Limitations, Ethical Considerations, and More: Everything You Need to Know About WikiWebQuestions

cover
12 Jun 2024

Authors:

(1) Silei Xu, Computer Science Department, Stanford University Stanford, CA with equal contribution {silei@cs.stanford.edu};

(2) Shicheng Liu, Computer Science Department, Stanford University Stanford, CA with equal contribution {shicheng@cs.stanford.edu};

(3) Theo Culhane, Computer Science Department, Stanford University Stanford, CA {tculhane@cs.stanford.edu};

(4) Elizaveta Pertseva, Computer Science Department, Stanford University Stanford, CA, {pertseva@cs.stanford.edu};

(5) Meng-Hsi Wu, Computer Science Department, Stanford University Stanford, CA, Ailly.ai {jwu@ailly.ai};

(6) Sina J. Semnani, Computer Science Department, Stanford University Stanford, CA, {sinaj@cs.stanford.edu};

(7) Monica S. Lam, Computer Science Department, Stanford University Stanford, CA, {lam@cs.stanford.edu}.

Abstract and Introduction

Related Work

Semantic Parsing for Wikidata

WikiWebQuestions (WWQ) Dataset

Implementation

Experiments

Experiment with QALD-7

Conclusions, Limitations, Ethical Considerations, Acknowledgements, and References

A. Examples of Recovering from Entity Linking Errors

8 Conclusion

We have created a new high-quality benchmark, WikiWebQuestions, for large knowledge-base question answering. The dataset is based on the popular WebQuestionsSP dataset with natural questions, annotated with SPARQL for Wikidata.

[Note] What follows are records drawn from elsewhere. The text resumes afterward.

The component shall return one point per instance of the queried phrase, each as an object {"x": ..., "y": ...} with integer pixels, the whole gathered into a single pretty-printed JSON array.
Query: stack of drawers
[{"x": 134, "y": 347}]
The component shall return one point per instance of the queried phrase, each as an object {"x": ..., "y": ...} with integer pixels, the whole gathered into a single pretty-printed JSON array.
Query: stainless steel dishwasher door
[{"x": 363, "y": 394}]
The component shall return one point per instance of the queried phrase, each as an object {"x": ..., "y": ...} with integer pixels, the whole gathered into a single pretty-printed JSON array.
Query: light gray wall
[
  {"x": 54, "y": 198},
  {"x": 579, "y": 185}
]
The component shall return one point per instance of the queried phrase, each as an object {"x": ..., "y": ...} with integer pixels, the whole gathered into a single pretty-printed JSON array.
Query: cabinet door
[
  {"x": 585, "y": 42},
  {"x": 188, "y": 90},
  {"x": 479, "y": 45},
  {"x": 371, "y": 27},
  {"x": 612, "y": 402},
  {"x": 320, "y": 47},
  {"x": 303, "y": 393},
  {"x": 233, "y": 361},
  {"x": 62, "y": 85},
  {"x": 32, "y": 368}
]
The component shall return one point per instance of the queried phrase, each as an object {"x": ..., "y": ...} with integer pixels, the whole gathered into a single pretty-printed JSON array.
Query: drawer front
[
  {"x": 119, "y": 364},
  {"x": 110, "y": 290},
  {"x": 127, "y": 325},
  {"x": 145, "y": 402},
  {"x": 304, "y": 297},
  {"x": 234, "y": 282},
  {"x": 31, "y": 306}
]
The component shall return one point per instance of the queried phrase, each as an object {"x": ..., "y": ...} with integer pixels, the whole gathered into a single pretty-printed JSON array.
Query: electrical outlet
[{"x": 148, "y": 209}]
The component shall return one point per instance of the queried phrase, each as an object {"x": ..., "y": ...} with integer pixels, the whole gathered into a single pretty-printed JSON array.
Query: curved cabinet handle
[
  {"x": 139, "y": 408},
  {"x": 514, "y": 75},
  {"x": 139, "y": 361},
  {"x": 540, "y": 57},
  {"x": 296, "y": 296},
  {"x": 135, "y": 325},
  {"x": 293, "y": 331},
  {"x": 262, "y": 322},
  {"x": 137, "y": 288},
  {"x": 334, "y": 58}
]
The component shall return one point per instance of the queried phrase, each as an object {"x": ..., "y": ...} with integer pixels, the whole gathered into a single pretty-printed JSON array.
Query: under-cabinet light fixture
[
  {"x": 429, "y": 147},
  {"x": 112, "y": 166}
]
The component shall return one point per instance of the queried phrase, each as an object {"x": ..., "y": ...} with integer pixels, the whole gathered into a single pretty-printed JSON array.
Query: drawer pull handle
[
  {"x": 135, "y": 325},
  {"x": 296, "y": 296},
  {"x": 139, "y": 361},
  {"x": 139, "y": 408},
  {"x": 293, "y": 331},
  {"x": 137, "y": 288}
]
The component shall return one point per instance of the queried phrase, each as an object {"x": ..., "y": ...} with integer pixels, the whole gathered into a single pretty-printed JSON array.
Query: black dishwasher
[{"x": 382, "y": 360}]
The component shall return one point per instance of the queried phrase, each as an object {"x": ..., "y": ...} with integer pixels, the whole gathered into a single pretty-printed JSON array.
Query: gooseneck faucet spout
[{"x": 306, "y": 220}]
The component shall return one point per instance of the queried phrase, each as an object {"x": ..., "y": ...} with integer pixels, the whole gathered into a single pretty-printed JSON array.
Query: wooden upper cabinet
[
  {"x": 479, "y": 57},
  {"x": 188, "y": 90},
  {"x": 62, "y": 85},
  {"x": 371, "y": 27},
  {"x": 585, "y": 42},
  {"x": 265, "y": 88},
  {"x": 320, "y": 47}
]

We establish a first, strong baseline of 65% answer accuracy and 72% F1 score for WikiWebQuestions. This is achieved by fine-tuning LLaMA with a few-shot training data set using a SPARQL query format modified for semantic parsing.

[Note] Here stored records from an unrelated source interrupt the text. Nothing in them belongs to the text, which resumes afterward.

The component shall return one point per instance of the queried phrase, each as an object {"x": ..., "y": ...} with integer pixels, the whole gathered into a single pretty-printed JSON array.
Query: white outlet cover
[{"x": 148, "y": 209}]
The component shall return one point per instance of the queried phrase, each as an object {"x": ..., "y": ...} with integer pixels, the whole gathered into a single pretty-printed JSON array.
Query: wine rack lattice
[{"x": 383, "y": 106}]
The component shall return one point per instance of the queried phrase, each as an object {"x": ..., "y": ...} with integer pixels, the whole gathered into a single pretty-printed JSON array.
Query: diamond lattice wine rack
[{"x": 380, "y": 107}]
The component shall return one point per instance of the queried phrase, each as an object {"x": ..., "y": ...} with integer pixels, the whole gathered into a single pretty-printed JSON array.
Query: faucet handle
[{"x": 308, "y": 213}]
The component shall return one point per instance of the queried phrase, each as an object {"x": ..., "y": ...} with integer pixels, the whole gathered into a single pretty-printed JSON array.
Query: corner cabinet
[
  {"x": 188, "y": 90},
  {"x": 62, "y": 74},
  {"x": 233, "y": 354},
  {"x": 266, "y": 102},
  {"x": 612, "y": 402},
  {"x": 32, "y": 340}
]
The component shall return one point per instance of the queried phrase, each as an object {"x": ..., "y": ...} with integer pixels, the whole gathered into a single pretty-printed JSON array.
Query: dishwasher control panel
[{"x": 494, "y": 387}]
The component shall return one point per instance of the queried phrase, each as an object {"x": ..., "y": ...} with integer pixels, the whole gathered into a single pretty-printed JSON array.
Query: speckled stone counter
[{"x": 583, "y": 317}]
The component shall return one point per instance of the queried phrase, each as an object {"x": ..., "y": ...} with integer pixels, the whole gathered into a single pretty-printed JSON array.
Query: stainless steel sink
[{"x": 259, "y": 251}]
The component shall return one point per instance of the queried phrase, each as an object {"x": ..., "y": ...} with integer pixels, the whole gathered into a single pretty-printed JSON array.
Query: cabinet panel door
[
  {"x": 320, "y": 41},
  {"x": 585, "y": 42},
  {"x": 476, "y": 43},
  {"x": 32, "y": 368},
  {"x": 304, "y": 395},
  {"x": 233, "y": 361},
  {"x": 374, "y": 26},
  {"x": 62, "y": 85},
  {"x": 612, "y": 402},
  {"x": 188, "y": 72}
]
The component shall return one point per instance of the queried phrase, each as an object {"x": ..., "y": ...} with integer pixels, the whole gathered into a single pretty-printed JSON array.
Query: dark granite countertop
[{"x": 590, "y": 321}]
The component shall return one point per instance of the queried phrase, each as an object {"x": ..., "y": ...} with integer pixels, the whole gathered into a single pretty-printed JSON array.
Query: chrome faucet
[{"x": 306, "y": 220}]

We show that we can reduce the hallucination of large language models like GPT-3 by grounding it with a semantic parser. For the dev set of WikiWebQuestions, this combination approach provides useful information for 96% of the questions in the dev set of the benchmark. More importantly, it generates verifiable answers for 76% of the questions.

Limitations

While applications of large language models seem to expand every day, this paper mainly focuses on factoid question answering. Long-form text generation, for example, is outside the scope of the experiments of this paper, but the methodology described here may be extended to this setting in the future. Even though knowledge bases are an important source of facts, a large portion of the knowledge available in digital form (e.g. Wikipedia, news articles, etc.), is not organized into knowledge bases. As such, the results of this paper can be considered complementary to the larger body of fact-checking research based on free text.

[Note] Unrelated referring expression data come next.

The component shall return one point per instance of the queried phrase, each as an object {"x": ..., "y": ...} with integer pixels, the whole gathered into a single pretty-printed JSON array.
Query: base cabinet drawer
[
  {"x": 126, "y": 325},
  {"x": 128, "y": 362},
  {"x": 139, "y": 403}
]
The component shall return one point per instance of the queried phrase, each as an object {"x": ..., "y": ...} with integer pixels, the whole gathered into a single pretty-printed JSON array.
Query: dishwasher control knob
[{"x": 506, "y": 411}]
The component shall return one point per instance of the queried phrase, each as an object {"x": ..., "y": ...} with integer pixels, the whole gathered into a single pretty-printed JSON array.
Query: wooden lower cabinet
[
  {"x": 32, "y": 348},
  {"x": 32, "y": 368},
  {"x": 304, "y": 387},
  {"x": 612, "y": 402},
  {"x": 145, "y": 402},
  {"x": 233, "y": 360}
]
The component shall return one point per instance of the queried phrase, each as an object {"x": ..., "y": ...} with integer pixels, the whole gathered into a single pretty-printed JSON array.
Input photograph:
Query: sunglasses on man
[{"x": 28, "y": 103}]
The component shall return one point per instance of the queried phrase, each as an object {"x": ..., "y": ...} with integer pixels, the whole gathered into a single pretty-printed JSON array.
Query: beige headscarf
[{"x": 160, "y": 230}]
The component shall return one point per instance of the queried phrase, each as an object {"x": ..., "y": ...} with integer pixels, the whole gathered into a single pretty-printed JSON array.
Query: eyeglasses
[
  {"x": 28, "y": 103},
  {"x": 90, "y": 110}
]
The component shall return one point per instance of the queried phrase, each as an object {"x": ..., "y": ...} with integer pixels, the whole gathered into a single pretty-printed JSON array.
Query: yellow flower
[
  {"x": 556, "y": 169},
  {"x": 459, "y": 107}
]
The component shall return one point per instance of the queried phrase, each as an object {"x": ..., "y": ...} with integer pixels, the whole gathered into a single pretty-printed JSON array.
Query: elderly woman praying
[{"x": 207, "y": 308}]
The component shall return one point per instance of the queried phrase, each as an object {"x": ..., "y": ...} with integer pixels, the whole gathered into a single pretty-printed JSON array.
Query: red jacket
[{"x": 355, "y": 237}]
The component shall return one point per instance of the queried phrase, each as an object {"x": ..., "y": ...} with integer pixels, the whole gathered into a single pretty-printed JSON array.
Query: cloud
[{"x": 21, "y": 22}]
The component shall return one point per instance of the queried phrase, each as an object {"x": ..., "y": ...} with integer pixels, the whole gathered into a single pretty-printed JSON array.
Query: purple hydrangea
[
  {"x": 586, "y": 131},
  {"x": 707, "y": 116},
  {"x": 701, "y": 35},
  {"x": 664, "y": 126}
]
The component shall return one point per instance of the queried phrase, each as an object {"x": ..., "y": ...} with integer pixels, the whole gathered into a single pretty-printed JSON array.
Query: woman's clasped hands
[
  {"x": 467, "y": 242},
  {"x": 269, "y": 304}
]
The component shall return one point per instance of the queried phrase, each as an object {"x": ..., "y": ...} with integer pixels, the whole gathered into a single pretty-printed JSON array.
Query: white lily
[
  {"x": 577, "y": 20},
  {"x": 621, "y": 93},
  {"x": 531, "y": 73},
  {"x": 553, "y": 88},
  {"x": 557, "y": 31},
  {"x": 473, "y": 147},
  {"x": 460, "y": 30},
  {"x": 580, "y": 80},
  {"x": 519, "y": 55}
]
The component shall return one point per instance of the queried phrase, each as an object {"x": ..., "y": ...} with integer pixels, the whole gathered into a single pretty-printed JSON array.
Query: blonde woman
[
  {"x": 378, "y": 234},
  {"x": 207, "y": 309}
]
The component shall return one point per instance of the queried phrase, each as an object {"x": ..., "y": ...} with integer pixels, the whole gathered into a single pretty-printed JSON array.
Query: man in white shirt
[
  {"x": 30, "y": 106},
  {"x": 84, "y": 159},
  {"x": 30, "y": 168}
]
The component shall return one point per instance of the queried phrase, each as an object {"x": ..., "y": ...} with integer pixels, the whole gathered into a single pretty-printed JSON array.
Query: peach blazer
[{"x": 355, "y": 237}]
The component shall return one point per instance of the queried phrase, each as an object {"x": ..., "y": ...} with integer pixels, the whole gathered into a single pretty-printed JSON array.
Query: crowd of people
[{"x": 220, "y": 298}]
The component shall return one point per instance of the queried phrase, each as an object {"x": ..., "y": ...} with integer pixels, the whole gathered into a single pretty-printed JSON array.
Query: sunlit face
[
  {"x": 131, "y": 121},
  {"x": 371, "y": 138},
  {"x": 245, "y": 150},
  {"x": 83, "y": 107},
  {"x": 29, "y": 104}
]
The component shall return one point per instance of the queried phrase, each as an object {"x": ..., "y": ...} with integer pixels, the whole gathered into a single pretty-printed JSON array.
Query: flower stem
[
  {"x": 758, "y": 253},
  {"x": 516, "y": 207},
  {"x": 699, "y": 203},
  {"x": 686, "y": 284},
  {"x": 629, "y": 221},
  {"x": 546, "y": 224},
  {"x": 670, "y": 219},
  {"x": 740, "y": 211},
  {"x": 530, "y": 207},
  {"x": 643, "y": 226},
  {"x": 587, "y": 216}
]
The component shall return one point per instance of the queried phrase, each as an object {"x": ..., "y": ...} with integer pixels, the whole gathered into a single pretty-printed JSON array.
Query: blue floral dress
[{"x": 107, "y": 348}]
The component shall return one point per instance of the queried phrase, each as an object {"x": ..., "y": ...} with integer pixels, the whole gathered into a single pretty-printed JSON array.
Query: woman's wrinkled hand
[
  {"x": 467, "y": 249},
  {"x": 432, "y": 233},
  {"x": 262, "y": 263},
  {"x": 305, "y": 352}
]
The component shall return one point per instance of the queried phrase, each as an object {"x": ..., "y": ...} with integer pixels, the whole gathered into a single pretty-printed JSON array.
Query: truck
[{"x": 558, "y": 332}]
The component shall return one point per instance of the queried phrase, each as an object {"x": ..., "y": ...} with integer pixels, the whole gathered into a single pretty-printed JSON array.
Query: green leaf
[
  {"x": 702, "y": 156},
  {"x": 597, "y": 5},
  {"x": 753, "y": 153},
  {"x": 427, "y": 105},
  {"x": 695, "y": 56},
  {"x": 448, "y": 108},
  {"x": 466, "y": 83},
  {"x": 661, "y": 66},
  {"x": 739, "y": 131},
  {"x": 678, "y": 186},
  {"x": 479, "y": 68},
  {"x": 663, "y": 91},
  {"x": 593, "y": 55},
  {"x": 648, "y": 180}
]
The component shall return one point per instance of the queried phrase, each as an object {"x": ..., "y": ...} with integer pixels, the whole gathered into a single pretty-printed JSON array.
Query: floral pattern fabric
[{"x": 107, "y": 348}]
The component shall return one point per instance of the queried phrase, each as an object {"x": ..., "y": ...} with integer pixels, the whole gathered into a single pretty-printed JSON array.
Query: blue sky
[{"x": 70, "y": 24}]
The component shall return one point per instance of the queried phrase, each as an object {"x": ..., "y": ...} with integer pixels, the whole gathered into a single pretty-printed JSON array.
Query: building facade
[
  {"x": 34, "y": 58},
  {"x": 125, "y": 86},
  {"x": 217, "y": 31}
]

Our semantic parser can be used to verify answers from LLMs. However, this additional round of running the semantic parser and querying Wikidata increase the response latency, which may be noticeable by end-users of such systems.

All of our datasets and experiments are conducted for English. Expanding to other languages, while possible (Moradshahi et al., 2020) are outside the scope of this work.

Our experiments were performed using GPT-3 (davinci-002) as that was what we had access to when we started the project. Undoubtedly, the later LLMs will produce better results. Nonetheless, the need to have verifiable results based on live database accesses will remain.

Ethical Considerations

LLMs are used by millions of people everyday. We hope that this line of work will help make them more reliable for everyone, mitigating some of their potential downsides, and giving users access to more accurate information. Our use of Wikidata will enable future researchers and developers to connect their systems with a large, diverse and live knowledge graph that is updated every day. We do not anticipate any harm resulting from the methods introduced in this work.

We did not crowdsource any datasets for this paper, as the questions are converted from a previous dataset and all the re-annotation and analysis is done by the authors.

To conduct experiments in this paper, we used an estimated total of 60 NC96ads-A100 GPU hours on Microsoft Azure. Each finetuning experiment takes roughly 3 hours, and we conducted roughly 20 experiments to arrive at the results in this paper.

Acknowledgements

This work is supported in part by the National Science Foundation, the Alfred P. Sloan Foundation, the Verdant Foundation, Microsoft Azure AI credit, KDDI, JPMorgan Chase, and the Stanford HumanCentered Artificial Intelligence (HAI) Institute. We also thank the reviewers for their valuable comments and suggestions.

References

Shengnan An, Bo Zhou, Zeqi Lin, Qiang Fu, Bei Chen, Nanning Zheng, Weizhu Chen, and Jian-Guang Lou. 2023. Skill-based few-shot selection for in-context learning.

Aseem Arora, Shabbirhussain Bhaisaheb, Harshit Nigam, Manasi Patwardhan, Lovekesh Vig, and Gautam Shroff. 2023. Adapt and decompose: Efficient generalization of text-to-sql via domain adapted leastto-most prompting.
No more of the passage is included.